When Jesus broke bread, everyone -- the Pharisee and the whore, the rich and the poor, righteous and sinners -- experienced God's welcome at his table.

 When Jesus broke bread, the hungry were fed.

When Jesus broke bread, serving any who came to him, people experienced what REAL power, God's power, the power of love really is and does:

I am among you as one who serves.

In a few moments, we’ll re-live that gesture of service which sums up that self emptying love and profound intimacy.

If I, your Lord and Teacher, have washed your feet, you ought also to wash one another’s feet

It’s a privilege to kneel and do just that.

It is harder, perhaps, to accept that our feet need washing.

We all come to God’s table covered with the dust of busy lives, our worries, sorrows, grievances, failures. We come, footsore from our journey…bruised from painful encounters on the way, “guiltie of dust and sin”. But, knowing this, it can still be so hard to accept that we need to sit, with the disciples, and ;et Jesus kneel before us.

Like Peter, we must acknowledge our need, and, once cleansed, we may sit down to the feast.

On this night, as Jesus invites us to his table, he invites us to remember him.

To remember him EVERY time we break bread -- at the altar, certainly, but also in the school canteen, as we grab a sandwich on the run, as we come together with friends or family.

For tonight is very much about Community too…and so there is another invitation, in this breaking of bread.

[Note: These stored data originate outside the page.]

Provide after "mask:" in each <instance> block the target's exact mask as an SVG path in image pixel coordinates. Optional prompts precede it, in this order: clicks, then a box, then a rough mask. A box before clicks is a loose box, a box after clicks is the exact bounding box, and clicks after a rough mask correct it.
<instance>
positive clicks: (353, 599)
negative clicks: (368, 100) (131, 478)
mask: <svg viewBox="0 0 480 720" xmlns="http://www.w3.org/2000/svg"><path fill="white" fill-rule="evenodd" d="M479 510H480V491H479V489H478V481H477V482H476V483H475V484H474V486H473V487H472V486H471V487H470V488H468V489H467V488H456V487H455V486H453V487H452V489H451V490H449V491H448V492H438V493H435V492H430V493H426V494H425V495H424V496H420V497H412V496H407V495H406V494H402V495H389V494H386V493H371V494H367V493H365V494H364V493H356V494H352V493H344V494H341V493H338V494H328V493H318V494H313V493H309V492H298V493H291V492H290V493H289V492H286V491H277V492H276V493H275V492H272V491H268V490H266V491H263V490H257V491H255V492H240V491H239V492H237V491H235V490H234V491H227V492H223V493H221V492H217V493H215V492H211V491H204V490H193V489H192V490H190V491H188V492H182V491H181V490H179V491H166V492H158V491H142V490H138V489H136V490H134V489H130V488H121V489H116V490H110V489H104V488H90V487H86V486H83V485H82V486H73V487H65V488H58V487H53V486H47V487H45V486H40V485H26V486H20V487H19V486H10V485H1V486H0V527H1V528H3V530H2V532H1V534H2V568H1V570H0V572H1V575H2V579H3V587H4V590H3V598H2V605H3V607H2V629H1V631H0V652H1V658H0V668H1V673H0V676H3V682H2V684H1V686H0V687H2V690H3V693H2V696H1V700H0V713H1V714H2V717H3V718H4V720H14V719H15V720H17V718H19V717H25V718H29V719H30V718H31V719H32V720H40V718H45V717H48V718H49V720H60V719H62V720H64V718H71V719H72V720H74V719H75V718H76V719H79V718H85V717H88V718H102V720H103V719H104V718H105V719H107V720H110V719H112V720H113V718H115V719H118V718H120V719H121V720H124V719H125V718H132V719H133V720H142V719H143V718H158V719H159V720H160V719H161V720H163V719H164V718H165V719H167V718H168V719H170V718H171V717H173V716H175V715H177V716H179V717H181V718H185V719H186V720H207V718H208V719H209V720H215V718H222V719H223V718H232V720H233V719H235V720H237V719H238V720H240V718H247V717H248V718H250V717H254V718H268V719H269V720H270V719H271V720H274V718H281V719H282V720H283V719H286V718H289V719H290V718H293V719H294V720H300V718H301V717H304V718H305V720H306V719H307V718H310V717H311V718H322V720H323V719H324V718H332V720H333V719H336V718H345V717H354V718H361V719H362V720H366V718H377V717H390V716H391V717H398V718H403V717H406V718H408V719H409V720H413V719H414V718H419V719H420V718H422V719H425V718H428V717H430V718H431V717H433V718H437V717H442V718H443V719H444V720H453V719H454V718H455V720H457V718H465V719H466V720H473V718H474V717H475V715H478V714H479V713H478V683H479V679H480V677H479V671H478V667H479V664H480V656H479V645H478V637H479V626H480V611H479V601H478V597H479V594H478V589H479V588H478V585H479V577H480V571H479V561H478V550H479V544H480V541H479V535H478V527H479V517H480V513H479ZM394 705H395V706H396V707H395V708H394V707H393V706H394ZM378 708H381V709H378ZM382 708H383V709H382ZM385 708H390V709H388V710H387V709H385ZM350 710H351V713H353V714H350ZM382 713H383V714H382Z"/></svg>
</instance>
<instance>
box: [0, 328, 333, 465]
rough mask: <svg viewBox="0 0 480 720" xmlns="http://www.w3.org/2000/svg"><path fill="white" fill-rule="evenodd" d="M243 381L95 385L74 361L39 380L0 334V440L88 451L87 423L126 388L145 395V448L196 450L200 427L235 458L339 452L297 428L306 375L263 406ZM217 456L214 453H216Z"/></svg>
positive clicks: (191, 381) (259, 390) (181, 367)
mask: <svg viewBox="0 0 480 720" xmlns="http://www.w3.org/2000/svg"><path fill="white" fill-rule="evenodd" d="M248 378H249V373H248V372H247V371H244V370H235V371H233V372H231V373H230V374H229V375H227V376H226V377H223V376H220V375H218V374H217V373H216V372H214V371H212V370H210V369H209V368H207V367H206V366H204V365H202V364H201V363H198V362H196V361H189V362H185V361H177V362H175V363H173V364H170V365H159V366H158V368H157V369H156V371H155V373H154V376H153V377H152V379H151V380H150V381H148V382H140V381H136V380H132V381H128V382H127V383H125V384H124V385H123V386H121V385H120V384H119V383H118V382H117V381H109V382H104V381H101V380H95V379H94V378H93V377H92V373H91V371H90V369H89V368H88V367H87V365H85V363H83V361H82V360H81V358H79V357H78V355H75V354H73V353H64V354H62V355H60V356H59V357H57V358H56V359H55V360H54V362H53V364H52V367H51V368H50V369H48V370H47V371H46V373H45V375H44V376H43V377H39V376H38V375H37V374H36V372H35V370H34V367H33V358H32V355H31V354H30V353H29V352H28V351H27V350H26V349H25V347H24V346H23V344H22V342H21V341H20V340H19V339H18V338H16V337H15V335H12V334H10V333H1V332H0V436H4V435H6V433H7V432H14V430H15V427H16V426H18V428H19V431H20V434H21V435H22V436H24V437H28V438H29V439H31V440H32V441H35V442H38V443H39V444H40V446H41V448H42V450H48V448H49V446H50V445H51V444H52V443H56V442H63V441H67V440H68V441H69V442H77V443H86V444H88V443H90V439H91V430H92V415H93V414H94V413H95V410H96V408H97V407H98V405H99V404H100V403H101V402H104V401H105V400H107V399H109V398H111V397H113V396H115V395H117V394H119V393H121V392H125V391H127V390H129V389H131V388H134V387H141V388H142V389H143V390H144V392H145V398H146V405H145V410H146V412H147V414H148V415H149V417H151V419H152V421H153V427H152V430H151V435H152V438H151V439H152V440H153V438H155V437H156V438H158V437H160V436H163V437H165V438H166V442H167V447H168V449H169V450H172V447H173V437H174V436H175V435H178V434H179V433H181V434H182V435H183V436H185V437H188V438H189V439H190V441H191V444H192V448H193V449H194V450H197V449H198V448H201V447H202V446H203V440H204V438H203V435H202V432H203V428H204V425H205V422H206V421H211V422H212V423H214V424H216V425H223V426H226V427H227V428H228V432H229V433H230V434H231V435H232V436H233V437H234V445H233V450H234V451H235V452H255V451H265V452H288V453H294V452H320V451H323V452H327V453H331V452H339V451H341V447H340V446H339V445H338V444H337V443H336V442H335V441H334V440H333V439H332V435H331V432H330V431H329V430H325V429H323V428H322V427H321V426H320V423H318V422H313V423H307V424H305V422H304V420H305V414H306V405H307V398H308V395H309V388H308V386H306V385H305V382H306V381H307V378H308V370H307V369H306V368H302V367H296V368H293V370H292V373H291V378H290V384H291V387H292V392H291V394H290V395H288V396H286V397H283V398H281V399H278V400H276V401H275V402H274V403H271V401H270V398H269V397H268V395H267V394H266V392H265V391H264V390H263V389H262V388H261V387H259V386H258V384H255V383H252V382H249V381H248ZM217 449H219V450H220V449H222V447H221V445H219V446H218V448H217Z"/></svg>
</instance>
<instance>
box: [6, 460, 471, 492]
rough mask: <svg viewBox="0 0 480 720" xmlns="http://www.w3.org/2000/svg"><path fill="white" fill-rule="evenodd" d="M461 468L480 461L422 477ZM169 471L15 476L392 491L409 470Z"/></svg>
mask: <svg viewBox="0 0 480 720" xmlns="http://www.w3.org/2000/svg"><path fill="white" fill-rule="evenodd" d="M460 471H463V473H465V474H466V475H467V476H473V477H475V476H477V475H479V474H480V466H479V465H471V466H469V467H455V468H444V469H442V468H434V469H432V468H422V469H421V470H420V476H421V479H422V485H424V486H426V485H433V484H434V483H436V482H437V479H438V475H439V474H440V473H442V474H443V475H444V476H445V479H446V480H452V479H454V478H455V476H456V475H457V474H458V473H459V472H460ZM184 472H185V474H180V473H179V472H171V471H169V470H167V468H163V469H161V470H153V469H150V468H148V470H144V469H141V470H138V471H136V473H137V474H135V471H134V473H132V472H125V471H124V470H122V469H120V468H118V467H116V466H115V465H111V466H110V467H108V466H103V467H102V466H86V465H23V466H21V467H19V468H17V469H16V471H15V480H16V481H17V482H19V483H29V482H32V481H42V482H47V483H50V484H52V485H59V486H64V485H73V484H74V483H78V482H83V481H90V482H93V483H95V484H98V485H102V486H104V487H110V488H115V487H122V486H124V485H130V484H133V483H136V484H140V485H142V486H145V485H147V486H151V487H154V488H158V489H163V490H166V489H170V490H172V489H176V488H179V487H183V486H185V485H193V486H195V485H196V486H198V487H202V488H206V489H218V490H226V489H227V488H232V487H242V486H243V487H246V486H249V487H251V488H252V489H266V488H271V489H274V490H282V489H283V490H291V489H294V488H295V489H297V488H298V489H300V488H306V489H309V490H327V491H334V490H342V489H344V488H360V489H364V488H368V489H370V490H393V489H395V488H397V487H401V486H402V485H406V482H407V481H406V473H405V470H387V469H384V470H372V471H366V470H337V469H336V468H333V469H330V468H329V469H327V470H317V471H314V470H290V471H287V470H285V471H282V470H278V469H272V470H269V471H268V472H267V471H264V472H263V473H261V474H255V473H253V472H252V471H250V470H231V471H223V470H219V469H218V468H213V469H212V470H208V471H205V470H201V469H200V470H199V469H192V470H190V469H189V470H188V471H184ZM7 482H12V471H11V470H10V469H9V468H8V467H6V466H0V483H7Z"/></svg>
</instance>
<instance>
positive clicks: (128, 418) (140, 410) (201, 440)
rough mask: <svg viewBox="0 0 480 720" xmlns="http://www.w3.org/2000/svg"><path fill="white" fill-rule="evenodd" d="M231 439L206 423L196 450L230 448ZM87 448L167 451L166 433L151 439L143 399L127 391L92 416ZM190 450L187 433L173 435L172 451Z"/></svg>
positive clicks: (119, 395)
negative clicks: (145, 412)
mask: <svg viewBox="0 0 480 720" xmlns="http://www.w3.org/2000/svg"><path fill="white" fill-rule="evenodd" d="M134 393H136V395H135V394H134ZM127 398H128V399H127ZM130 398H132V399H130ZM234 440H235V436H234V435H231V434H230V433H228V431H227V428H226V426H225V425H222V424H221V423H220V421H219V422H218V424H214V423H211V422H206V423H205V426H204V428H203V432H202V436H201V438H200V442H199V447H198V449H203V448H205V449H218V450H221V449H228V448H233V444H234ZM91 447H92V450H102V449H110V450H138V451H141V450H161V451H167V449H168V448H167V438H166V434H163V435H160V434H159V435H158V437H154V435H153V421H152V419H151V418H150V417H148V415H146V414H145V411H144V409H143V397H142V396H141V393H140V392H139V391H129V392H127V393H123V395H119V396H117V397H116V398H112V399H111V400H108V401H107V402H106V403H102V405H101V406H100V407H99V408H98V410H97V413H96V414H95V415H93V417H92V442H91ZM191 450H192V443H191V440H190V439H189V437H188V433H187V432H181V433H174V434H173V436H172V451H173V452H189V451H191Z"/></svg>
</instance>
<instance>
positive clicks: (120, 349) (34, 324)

For on this night, this very night on which he was betrayed, Jesus broke bread, and said to those gathered,

"This is my Body."

Not just the bread, but the company who gather to share it: this is Jesus' Body, given for the world.

And whenever we gather with others made in God's image, others for whom Christ gave himself, Jesus invites us to re-member, to bring his broken body together once again, aware of and honouring his presence in one another

It's a solemn charge, and an awesome opportunity, to encounter and receive Christ in everyone we encounter, and to remember that in the Eucharist it is we ourselves who are offered. To live out the words of Augustine

YOU are to be taken, blessed, broken and shared

Taken…called…set apart by God for his purposes.

Blessed…for this grace filled encounter should change each of us forever.

Broken…for the call is to the way of the cross, which we have to take up each and every day,

Shared…because as Christ’s  Body, WE are the ministers of his Kingdom in a needy world.

So that is the invitation we receive tonight, to break bread in the presence of the one who celebrated his last supper as he did every meal, to be the Body of the one whose body was broken for us.

This is my body. Do this in remembrance of me.